This is a project for Concordia's Big Data class (SOEN691 UU) by Dr. Tristan Glatard in Winter 2020. Team Members:
- Le, Manh Quoc Dat (Student ID: 40153127)
- Tran, Trong Tuan (Student ID: 40151694)
- Phan, Vu Hong Hai (Student ID: 40154023)
- Zhang, Yefei (Student ID: 40153319)
The data from wearable gadgets (i.e. smartwatches or fitness tracking devices) is a reliable source that provides a lot of knowledge and potential to build a wide range of health-related applications such as health monitoring and physical training recommendation. Along with the increase in quantity and quality of data, the need to get the most out of data is more and more crucial. However, these data are heterogeneous, noisy, individual-driven and sequential-based, which are the key challenges to deal with. In the project, our main interests are to analyze and build models that can predict people's heart rates based on sequential data from sensors. The dataset is collected from endomondo.com by the authors of [1], which contains about 200.000 records of over 1000 users with a couple hundred million of sensor measurements and metadata. In the project’s scope, we will develop machine learning (ML) models with the main concern about being able to process big time series data with 2 different approaches: one with the traditional methods learned in class and available in Apache Spark, while another one to explore some methods a little bit more advanced and then compare them together.
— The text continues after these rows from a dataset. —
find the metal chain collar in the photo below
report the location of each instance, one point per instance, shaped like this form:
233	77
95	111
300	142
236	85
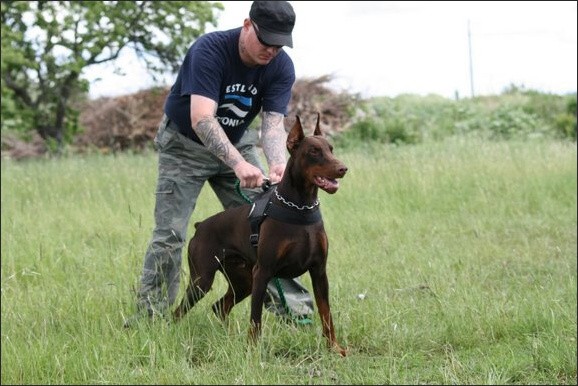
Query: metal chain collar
292	205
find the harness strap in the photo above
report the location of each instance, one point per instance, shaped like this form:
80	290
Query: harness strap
257	215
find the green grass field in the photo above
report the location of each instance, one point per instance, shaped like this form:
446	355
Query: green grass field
465	252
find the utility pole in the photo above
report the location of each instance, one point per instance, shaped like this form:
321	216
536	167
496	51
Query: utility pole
471	62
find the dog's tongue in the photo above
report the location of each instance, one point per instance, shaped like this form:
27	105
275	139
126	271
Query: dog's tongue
328	185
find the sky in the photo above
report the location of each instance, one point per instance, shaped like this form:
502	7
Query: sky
388	48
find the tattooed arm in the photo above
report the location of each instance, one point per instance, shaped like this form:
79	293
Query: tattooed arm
274	139
213	136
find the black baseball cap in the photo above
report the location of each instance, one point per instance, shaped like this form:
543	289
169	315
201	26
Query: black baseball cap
275	20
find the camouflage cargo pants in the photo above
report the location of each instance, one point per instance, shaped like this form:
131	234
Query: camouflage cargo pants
184	167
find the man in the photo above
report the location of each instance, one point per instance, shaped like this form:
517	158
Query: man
227	78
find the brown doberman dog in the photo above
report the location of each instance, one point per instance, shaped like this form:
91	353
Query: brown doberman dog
290	238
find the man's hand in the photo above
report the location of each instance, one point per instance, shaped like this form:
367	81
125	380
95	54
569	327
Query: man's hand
249	175
276	173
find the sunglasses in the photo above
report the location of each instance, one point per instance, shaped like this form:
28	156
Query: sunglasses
261	40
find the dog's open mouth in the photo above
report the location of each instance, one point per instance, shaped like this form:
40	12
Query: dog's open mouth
329	185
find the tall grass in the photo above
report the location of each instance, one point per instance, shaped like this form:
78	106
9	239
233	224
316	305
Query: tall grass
465	252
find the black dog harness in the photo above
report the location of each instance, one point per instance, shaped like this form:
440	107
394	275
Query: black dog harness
263	207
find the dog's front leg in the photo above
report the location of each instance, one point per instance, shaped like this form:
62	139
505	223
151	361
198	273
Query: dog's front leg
260	279
320	285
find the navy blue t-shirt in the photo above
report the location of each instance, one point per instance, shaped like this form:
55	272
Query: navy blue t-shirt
213	68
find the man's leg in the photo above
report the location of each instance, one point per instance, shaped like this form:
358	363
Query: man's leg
176	196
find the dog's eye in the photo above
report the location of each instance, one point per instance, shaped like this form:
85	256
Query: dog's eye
315	151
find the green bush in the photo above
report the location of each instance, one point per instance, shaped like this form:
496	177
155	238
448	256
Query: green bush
515	114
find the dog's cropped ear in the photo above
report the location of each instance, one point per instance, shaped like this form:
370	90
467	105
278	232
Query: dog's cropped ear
317	127
295	135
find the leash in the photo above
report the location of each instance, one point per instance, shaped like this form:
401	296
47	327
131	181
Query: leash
300	320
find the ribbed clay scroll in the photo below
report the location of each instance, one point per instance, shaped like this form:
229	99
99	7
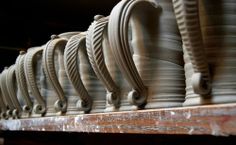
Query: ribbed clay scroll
94	39
187	16
29	68
22	83
74	44
49	69
118	36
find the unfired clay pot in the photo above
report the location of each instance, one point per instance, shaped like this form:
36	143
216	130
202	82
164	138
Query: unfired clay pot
147	47
208	29
82	75
105	67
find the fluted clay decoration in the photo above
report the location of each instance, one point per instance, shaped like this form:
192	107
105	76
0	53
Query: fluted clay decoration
22	83
12	90
76	51
52	61
104	66
5	94
3	105
33	71
147	47
208	31
84	102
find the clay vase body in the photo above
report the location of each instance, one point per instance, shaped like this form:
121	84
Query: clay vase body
89	88
147	47
105	67
209	42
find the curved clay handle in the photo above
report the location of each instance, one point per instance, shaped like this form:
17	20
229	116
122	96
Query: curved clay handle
118	36
94	39
5	93
186	12
2	104
12	89
72	70
30	57
49	68
21	81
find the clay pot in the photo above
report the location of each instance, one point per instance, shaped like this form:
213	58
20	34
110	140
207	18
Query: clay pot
147	47
105	67
88	87
208	33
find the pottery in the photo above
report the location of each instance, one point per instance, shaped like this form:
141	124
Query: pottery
34	74
208	31
79	70
147	47
62	97
22	93
105	67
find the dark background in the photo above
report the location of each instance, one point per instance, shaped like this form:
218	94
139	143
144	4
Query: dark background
27	23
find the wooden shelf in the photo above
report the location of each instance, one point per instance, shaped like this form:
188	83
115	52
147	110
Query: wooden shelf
217	120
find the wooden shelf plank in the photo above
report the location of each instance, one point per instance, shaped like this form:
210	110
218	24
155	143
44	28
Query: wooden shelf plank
205	120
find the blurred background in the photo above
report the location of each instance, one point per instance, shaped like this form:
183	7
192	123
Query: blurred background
28	23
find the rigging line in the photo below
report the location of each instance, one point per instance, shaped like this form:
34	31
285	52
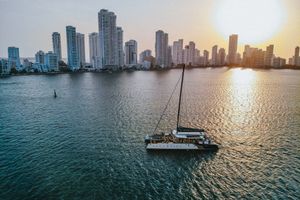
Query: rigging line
166	105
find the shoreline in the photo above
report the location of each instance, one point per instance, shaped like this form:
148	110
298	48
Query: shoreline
157	69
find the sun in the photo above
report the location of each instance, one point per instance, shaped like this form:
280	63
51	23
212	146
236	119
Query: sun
255	21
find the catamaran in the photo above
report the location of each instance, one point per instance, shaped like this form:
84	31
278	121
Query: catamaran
182	138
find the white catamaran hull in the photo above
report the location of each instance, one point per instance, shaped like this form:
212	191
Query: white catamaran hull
172	146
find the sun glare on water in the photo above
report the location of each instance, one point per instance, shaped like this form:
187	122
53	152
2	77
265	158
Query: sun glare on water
255	21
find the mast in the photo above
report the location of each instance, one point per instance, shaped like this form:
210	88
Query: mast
180	96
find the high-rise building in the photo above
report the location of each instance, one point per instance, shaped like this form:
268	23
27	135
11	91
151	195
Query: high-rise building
14	58
131	52
80	45
278	62
186	54
4	68
94	50
214	55
232	49
177	53
40	57
108	39
120	51
296	57
192	48
51	61
73	60
169	56
144	55
269	55
221	57
197	57
161	49
56	43
206	57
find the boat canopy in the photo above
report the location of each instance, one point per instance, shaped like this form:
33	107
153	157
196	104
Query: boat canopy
185	129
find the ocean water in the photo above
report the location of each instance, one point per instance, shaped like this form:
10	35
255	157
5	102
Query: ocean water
88	143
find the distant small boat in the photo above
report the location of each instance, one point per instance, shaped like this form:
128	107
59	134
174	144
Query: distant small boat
55	95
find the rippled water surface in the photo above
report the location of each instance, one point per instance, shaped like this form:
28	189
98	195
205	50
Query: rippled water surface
88	143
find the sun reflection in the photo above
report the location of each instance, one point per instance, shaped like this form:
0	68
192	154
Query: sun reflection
242	86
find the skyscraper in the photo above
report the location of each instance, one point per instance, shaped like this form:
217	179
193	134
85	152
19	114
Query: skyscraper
56	43
192	48
14	58
177	53
232	49
94	50
206	57
214	55
80	45
108	39
221	57
40	57
296	57
145	54
131	52
269	55
120	51
73	61
161	48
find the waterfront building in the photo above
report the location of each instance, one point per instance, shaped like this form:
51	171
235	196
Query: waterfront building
296	57
4	67
131	52
269	55
191	54
94	47
197	57
221	57
40	57
120	51
169	56
144	55
162	49
206	57
108	39
14	58
80	45
56	43
278	62
177	53
27	65
73	60
186	55
214	55
253	57
232	49
51	61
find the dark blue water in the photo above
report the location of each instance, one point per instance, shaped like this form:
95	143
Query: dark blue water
88	142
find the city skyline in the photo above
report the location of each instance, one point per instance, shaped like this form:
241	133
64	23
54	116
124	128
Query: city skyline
145	39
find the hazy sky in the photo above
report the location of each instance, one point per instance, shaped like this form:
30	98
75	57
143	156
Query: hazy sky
28	24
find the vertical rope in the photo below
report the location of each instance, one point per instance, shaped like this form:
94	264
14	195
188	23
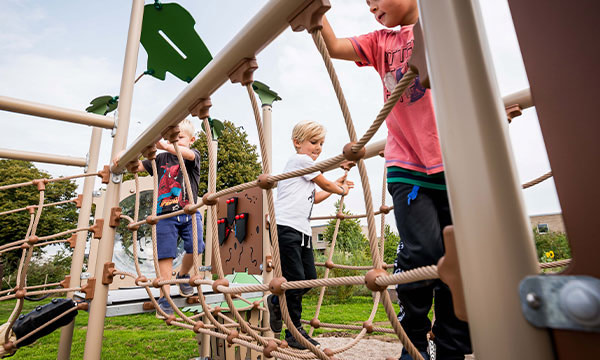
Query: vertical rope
24	266
329	258
274	238
374	246
320	43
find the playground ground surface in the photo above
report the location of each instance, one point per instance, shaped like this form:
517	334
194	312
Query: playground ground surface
145	337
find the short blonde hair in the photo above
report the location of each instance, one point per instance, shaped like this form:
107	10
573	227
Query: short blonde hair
307	130
187	127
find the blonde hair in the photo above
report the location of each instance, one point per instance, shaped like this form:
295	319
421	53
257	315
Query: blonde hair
307	130
187	127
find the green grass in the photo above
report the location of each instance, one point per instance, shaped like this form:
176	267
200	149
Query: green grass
145	337
125	337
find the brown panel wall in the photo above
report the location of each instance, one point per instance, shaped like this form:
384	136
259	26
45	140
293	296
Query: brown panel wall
559	43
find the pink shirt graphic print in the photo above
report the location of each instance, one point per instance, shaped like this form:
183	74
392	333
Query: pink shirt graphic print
412	141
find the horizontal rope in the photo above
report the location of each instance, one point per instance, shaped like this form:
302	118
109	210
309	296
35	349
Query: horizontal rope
422	273
537	180
555	264
344	216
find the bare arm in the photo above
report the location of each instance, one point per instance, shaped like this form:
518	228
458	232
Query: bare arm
339	48
340	186
186	153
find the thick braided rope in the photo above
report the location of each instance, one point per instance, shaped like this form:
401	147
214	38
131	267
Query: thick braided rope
329	258
377	261
351	327
399	89
320	43
24	265
537	180
274	237
362	333
555	264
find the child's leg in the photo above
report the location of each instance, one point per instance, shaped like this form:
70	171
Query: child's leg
292	268
308	262
421	245
166	238
451	334
166	270
186	233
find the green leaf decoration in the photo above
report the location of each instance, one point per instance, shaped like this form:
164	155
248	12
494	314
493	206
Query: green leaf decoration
102	105
266	95
171	42
216	128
The wearable gadgets such as smartwatches are becoming more and more popular nowadays. With many sensors, they can provide a lot of useful information about individual users as well as the environment. With appropriate data mining techniques, we can use these data for a larger potential application domain such as context-aware health supervisors. To achieve these such capabilities, there are several challenges that need to be overcome: (1) the collected data are sequential, type diversity and noisy, (2) the activity patterns and subjects' condition changes over time, and (3) the mining models need to be either small enough to be implemented on wearable gadgets or big enough to handle huge amounts of requests each time. Under the course's scope, we divide our work into 2 main folds following the typical framework:
- Applying learned techniques to analyze and pre-process the dataset: the raw data contains lots of noisy metadata that need to rectify. We also need to calculate several derived features to improve the models' performance.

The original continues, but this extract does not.